I should probably think of better names.
(The lights resume normal speed. The PEDESTRIAN ducks and there is a groaning sound and a shadow gathers overhead.)
(Lights resume slow motion speed.)
In the last moment before the decision has to happen I realize with total clarity how each direction will go. I can dive ahead across the street and probably just end up with a broken leg, and maybe Rock-Man will come see me as I get carried into the ambulance and feel real bad and maybe I’ll help inspire his quest for justice.
Or I can dive left and jump on that poor kid. I’m not such a big barrier, though. The kid will probably still be hurt. But the kid will almost definitely survive because that glass-
And I don’t know how I realize this so, like, perfectly-
I mean I’m not the Clairvoyant One superhero or anything-
I realize that pane will shard and whoever is on top over there will get stabbed to death. It can be me, or the kid.

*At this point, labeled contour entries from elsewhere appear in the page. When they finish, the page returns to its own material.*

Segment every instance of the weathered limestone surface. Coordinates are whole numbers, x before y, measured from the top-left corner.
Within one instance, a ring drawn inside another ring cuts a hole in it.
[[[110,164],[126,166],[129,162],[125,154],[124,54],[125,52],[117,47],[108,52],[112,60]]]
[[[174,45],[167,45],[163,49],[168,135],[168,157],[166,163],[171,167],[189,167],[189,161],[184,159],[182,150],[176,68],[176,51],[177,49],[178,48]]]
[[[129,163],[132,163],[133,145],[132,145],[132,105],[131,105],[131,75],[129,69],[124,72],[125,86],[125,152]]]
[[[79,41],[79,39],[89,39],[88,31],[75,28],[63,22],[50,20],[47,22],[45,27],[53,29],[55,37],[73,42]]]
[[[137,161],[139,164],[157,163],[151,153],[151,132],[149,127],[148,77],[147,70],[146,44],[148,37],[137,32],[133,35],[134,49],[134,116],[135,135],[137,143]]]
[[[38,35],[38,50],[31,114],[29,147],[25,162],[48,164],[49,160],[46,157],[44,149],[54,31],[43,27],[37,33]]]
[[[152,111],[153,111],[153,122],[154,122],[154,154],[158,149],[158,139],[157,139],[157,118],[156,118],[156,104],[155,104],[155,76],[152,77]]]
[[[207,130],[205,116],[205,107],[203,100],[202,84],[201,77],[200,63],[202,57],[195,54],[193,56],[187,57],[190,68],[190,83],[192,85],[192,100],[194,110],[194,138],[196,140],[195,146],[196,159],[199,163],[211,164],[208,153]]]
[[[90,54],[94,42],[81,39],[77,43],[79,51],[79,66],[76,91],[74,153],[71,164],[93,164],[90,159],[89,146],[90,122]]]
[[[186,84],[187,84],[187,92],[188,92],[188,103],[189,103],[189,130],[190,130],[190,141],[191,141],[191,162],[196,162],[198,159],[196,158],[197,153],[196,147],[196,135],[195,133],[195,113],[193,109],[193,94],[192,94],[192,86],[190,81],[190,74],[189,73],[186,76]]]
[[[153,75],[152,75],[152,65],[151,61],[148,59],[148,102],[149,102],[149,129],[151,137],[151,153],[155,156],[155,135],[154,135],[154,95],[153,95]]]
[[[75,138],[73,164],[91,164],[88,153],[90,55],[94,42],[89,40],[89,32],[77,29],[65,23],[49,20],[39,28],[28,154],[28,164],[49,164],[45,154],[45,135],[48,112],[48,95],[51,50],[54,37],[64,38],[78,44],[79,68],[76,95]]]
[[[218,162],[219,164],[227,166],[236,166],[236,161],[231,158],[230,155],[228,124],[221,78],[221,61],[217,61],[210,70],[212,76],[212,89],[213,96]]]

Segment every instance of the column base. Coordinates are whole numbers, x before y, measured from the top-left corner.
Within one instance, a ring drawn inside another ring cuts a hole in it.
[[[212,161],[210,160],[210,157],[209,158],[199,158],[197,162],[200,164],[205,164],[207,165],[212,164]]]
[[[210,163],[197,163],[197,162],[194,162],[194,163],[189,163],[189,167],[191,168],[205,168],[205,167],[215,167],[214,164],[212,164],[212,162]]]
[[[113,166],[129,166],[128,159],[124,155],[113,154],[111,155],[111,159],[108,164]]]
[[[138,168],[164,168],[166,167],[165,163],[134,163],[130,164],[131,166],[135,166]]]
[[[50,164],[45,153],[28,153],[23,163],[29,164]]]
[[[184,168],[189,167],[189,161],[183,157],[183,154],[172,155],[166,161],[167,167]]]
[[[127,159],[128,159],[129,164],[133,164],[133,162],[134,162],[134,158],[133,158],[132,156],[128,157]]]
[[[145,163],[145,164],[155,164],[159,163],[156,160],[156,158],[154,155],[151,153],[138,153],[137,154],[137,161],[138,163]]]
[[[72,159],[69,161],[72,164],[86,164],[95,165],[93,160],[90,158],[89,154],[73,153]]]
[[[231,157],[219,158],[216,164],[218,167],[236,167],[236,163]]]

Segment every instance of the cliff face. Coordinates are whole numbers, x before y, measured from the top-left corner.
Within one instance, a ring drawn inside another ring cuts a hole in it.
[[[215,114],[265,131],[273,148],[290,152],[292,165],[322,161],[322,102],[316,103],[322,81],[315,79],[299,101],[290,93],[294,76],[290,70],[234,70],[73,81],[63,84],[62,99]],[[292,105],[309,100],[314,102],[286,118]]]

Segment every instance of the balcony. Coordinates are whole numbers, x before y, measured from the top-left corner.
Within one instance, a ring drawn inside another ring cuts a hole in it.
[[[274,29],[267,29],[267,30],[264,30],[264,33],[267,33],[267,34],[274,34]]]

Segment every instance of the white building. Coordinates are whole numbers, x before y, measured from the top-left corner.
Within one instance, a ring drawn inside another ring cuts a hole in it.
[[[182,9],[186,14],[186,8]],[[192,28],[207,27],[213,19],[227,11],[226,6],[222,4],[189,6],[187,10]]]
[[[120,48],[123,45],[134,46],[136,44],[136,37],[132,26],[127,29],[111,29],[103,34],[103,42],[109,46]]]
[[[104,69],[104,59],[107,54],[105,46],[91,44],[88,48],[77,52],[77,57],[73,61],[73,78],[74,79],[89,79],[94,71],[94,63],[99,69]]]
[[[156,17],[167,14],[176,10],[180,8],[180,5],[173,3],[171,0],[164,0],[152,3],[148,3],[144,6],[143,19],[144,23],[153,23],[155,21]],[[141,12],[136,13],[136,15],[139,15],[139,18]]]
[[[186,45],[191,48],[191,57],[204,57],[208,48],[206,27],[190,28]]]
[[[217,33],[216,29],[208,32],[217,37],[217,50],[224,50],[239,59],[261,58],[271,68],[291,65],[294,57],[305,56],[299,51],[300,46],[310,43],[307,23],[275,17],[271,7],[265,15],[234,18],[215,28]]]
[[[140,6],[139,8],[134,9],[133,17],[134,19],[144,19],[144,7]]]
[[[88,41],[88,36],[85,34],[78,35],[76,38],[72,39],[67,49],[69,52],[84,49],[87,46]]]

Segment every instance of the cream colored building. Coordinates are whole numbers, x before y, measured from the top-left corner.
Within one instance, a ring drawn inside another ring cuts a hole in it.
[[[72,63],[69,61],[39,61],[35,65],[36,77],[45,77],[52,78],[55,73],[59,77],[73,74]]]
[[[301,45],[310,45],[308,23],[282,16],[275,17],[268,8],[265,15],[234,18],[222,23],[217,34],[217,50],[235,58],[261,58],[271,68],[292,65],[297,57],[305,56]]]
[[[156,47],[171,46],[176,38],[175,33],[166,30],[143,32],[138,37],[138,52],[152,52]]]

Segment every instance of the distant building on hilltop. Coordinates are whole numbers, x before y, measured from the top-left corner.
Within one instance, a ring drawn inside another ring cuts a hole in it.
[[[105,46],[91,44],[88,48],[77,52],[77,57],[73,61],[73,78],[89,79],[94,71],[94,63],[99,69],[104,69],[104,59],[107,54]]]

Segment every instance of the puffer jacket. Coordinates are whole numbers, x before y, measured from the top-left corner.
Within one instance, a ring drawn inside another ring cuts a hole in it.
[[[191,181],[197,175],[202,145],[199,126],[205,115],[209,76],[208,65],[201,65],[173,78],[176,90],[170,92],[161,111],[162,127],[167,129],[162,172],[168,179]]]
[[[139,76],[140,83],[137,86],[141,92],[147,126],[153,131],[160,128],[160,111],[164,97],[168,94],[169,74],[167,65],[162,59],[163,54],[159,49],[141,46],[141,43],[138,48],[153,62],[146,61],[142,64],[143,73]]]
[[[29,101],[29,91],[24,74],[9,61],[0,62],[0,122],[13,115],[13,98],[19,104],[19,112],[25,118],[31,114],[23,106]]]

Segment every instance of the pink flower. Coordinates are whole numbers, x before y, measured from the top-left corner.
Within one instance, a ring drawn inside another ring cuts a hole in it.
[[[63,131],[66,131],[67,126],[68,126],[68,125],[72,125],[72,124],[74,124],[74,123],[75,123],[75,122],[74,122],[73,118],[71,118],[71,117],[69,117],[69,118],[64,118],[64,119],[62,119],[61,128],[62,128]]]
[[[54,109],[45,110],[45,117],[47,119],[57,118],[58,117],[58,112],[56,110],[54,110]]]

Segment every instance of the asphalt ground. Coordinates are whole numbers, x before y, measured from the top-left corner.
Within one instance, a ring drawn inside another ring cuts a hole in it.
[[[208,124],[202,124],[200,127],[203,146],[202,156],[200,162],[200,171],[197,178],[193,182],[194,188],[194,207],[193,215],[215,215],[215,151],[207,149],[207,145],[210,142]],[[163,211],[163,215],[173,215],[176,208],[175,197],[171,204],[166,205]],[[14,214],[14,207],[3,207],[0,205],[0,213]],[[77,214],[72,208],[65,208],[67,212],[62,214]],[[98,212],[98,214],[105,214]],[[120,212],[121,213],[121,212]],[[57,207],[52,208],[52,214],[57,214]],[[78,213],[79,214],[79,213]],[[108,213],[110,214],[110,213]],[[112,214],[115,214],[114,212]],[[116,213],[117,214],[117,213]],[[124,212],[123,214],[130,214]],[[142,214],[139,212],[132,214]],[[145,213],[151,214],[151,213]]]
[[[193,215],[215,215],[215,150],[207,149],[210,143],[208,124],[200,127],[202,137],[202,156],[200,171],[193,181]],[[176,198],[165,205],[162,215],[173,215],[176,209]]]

I think, that can’t be right.
Kids don’t die in superhero movies.
I think through all the alternate solutions in the last millisecond: me being crazy, drug trip, science experiment gone bad, terrorist attack disguised as movie set, whatever. It doesn’t matter if it’s real or not. Who I get to be after this is defined by which of those two choices I make.
(Dramatic music chord.)
You know what? I’ve made my decision.
(The lights speed up. The PEDESTRIAN dives forward, seems to be hurt in the leg, falls down, but is still alive.)
I wanted that bacon after all.
(End of play.)
writing time: 10 minutes
(Get it? It took me ten minutes to write only seconds of stage time? And it also reflects the action of the play? GET IT?)